Investing.com -- Berenberg has upgraded Compagnie de Saint Gobain SA (EPA:SGOB) stock to Buy rating, citing the recent approximately 25% decline in share price due to concerns about U.S. tariffs as an attractive entry point.
The firm has maintained its EUR94 price target for the stock and has made no material changes to its earnings forecasts.
Despite the macroeconomic concerns and the introduction of U.S. tariffs causing uncertainty in global markets, Berenberg views the direct impact on Saint-Gobain as limited.

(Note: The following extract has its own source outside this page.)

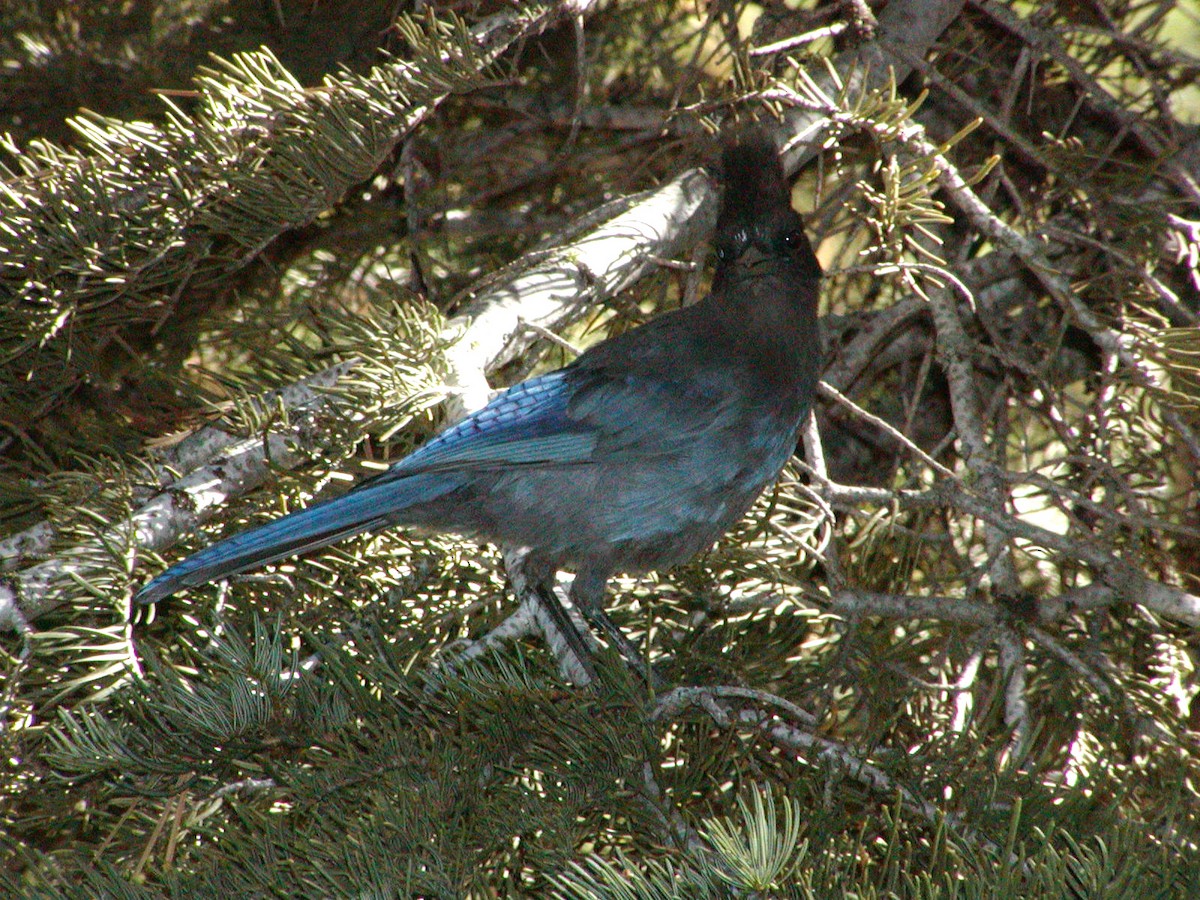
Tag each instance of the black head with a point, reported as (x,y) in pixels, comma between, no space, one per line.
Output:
(756,208)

The company generates around 20% of its revenue from products manufactured domestically in the U.S. Berenberg also notes that, although there are worries about a potential slowdown in European GDP, the European construction markets have been in decline for three years, and Saint-Gobain’s 2022-24 European volumes are down by approximately 16%.
Berenberg analysts expect Saint-Gobain’s average revenue growth and EBIT growth of around 4% and 6%, respectively, over the next three years.
Saint-Gobain has significantly reshaped its portfolio in recent years, rotating approximately 40% of revenue through asset sales and acquisitions, which has led to a more focused portfolio and an estimated 300 basis points positive impact on the EBITDA margin.
Berenberg believes the company’s restructuring efforts will continue and estimates that a further 20% evolution of revenue could enhance the margin by an additional 150 basis points.
The company’s management has improved the group EBIT margin from about 7% historically to around 11% through portfolio evolution and a more disciplined approach to price and margin management. This has been supported by a streamlined global operating structure. Berenberg forecasts a continued improvement in the EBIT margin, expecting it to rise from 11.4% in 2024 to close to 13% over time.
In terms of valuation, Saint-Gobain trades at 9 times EV/EBIT and 11 times EPS, which Berenberg believes is below the fair value of 12 times and 13 times, respectively.